- Ph.D., Indiana University, 1980
- M.M., University of Wisconsin, 1976
- B.M., North Texas State University, 1971
Mellonee V. Burnim
Professor Emerita, Ethnomusicology
Professor Emerita, Ethnomusicology
Throughout her career, Mellonee Burnim has intertwined, scholarship, creative activity, teaching, and service as evidenced by the landmark books and articles she has produced, the musical ensembles she has led, an archive she has directed, and perhaps most meaningful, the scholars she has mentored. It’s hard to believe that Mellonee’s time at IU has spanned 40 years.
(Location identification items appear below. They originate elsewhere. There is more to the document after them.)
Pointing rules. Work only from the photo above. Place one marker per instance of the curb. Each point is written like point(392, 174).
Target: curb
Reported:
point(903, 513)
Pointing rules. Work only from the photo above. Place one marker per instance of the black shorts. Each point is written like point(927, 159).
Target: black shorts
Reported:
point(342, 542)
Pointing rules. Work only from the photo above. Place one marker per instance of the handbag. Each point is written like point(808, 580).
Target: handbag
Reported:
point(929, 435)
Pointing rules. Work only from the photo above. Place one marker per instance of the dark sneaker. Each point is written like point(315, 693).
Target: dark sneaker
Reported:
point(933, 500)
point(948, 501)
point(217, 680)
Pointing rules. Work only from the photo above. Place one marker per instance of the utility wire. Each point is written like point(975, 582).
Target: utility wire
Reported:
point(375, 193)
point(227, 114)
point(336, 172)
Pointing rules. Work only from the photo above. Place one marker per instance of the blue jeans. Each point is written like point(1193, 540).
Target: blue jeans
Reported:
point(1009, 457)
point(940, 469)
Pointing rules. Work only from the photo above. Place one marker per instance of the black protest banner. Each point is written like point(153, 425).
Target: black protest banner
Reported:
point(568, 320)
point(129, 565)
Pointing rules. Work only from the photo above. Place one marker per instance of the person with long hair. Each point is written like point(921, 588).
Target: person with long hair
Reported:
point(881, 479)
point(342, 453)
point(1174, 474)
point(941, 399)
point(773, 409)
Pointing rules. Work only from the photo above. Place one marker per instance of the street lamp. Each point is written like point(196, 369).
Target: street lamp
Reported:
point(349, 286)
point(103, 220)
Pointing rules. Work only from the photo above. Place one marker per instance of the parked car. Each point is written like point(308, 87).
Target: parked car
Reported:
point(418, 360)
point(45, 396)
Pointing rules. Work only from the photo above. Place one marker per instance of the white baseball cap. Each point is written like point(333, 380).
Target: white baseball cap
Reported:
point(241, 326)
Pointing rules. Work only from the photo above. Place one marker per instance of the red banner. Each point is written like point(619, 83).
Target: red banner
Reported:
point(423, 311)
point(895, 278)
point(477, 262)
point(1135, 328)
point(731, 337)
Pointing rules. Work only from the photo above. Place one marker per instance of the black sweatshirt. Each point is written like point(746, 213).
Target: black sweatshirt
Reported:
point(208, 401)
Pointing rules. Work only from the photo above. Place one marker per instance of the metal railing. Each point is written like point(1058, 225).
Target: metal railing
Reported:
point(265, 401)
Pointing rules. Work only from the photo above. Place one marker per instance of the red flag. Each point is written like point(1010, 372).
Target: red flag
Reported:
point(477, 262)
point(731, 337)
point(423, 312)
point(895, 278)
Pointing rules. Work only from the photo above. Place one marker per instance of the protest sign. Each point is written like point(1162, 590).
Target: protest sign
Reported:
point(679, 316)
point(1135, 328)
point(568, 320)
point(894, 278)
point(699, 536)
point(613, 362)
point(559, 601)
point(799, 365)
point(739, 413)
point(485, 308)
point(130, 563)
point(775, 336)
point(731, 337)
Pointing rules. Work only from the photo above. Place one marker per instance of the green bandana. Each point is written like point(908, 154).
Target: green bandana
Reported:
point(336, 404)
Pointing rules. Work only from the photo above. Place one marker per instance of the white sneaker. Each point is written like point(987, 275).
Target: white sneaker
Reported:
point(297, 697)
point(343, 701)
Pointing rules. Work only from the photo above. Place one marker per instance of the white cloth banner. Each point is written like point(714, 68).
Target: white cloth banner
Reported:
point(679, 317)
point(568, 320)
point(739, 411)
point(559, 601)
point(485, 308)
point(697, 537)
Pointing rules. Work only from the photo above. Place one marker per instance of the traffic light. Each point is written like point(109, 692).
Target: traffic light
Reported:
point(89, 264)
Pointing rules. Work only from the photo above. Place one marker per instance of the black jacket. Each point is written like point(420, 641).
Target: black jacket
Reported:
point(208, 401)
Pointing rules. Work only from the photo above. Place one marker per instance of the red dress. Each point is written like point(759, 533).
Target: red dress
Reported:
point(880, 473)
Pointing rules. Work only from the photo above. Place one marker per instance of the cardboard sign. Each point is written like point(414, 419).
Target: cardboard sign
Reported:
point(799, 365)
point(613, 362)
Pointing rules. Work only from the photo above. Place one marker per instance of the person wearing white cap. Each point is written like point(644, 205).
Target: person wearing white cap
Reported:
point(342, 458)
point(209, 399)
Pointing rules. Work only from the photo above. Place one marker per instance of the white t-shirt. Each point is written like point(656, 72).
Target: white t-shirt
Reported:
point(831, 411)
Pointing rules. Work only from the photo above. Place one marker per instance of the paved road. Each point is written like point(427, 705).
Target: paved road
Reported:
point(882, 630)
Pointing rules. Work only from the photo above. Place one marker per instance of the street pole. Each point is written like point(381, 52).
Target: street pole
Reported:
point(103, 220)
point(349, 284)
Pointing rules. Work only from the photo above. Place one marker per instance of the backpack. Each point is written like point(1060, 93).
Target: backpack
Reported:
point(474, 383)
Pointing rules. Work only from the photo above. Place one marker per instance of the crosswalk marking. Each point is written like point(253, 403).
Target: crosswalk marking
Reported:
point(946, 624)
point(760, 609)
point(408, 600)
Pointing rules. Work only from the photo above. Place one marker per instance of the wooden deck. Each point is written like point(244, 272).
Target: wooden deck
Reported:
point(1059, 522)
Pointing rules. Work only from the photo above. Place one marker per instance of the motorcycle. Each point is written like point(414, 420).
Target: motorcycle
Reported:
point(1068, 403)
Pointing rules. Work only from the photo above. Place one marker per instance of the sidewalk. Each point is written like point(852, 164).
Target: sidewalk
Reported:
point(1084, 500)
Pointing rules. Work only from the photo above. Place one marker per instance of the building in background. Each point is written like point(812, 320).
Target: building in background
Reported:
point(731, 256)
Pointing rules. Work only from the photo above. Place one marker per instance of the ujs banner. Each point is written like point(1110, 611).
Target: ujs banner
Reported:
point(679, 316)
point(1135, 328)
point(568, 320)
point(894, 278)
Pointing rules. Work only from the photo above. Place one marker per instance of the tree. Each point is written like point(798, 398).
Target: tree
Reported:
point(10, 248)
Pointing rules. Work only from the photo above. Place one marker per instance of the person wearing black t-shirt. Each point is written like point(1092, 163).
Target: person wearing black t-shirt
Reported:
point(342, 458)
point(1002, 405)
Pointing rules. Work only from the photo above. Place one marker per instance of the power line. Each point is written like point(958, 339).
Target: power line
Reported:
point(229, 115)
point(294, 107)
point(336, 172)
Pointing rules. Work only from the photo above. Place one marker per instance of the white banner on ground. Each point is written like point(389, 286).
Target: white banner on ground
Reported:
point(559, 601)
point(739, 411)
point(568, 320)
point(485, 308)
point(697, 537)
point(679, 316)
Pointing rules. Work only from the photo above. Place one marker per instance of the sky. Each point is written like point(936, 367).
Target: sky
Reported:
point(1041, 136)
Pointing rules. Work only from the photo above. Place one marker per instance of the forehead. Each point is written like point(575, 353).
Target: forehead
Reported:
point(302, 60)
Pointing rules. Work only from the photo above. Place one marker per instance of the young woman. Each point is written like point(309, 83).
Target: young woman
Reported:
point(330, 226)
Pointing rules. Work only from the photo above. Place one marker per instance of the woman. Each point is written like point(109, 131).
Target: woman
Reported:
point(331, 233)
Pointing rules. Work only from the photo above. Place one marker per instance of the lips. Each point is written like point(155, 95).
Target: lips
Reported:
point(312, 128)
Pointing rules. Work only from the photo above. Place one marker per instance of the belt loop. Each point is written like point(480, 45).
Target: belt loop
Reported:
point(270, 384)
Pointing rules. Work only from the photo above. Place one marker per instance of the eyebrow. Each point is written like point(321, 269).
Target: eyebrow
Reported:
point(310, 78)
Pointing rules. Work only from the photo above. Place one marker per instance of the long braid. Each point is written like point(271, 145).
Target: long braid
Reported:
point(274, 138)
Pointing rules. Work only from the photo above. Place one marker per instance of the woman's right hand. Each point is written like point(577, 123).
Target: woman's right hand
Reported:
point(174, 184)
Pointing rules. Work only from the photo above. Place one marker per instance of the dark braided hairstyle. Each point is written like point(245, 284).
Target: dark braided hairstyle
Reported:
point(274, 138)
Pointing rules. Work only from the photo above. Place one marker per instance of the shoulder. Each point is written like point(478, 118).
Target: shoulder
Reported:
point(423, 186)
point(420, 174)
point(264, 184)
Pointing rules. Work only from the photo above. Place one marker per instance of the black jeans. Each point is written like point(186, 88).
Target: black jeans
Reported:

She came here to pursue a Ph.D. in ethnomusicology and was recruited to establish the African Choral Ensemble in 1976. She never stopped giving her time and love of music, scholarship, and performance to the IU and Bloomington communities. She began her career in the Department of Afro-American Studies (currently, the Department of African American and African Diaspora Studies). With her reputation as a leading scholar in Black religious music flourishing, she transferred to the Department of Folklore and Ethnomusicology in 1999.
We must first recognize Mellonee Burnim as a pioneer in the field of African American gospel music. When she began her research on this topic, she was one of only four scholars working in this field. Her experience as a performer informed her scholarly inquiry. Her written works have become essential readings for those studying African American religious music. Her articles can be found in many journals, including Ethnomusicology, The Western Journal of Black Studies, and the Garland Encyclopedia of World Music. Mellonee’s most significant scholarly achievement to date is the publication of African American Music: An Introduction (2006), co-edited with Portia K. Maultsby. Last year, a second edition of this seminal work was released; the companion edition, Issues in African American Music: Power, Gender, Race, Representation, came out last fall. Both are key texts on the subject in classrooms nationwide.
Mellonee’s scholarly contributions illustrate the range and quality of her research on religious music, providing a historical, socio-cultural, and political context for the evolution of the Negro spiritual and gospel music, their contemporary manifestations, and the interrelatedness of these two distinct genres. Dr. Bernice Johnson Reagon writes that, “Burnim’s strength is in her analytical work, based on her field research and theoretical application charged with prowess as a performer. As an accomplished musician in gospel music, Burnim brings into her scholarship expanded currency within the culture she is studying.”
Mellonee’s nontraditional approach established her as a pioneer on many levels. In addition to teaching performance in the choral ensemble, Mellonee provides students the opportunity to engage with music performance in its original context by taking them to a Black worship service where they experience the culture first-hand, acquiring a deeper understanding of the social values and traditions that inform the music-making process. As a teacher, Mellonee is a master at inspiring students to think critically abd to focus on broader concepts rather than on a mere series of facts. She has been an important mentor in the lives of her graduate students, guiding them seamlessly through the grueling process of dissertation writing and toward success in acquiring academic positions. Mellonee’s reputation as an educator has brought her a multitude of invitations to teach at other institutions, such as Yale University, the University of Malawi, the Theological Center in Atlanta, and the prestigious North Carolina Center for the Advancement of Teaching.
Mellonee has served as chair of the Department of Afro-American Studies, director of the Ethnomusicology Institute, and director of Undergraduate Studies in the Departments of Afro-American Studies and Folklore and Ethnomusicology. She must be recognized for the dramatic increase of majors and minors to the highest numbers in the history of both departments. At the campus level, she has been a strong advocate for promoting diversity in all areas of campus life. In fact, she was appointed by former Chancellor Ken Gros Louis as head of the Commission on Recruitment and Retention of Non-White and Women Faculty.
Mellonee’s reputation as a leading scholar of gospel music resulted in her serving as consultant for two films on this topic: We Love You Like a Rock and Saturday night, Sunday Morning. During her tenure as director of the Archives of African American Music and Culture, she produced two successful Themester forums: “Hot Buttered Soul; The Role of Foodways and Music-Making in Building and Sustaining African American Communities” and “Bodies of Sound: Locating the Beautiful in African American Music.” Both panels captivated their audience (standing room only) and Burnim directed corresponding exhibits to explore the ways musicians make broader commentary on history, culture, politics, and social relationships. A highlight of her career is Why We Sing: Indianapolis Gospel Music in Church, Community, and Industry—a landmark conference addressing crossover marketing of sacred music, performance, and African American entrepreneurship.
Beyond the university, Mellonee’s skills as a musician and teacher have given her a leading role in the religious life of Bloomington. She has served as the minister of music for the congregations of Bethel African Methodist Episcopal Church and Fairview United Methodist Church. In addition, she has published the results of her research and experience, making them generally available to choir directors in churches throughout the nation.
Mellonee Burnim reaches gracefully in two directions as an educator—inward to the university, outward to the national and international community—building a bridge between scholarship and service through her research, performance, and professional action. Her presence will surely be missed.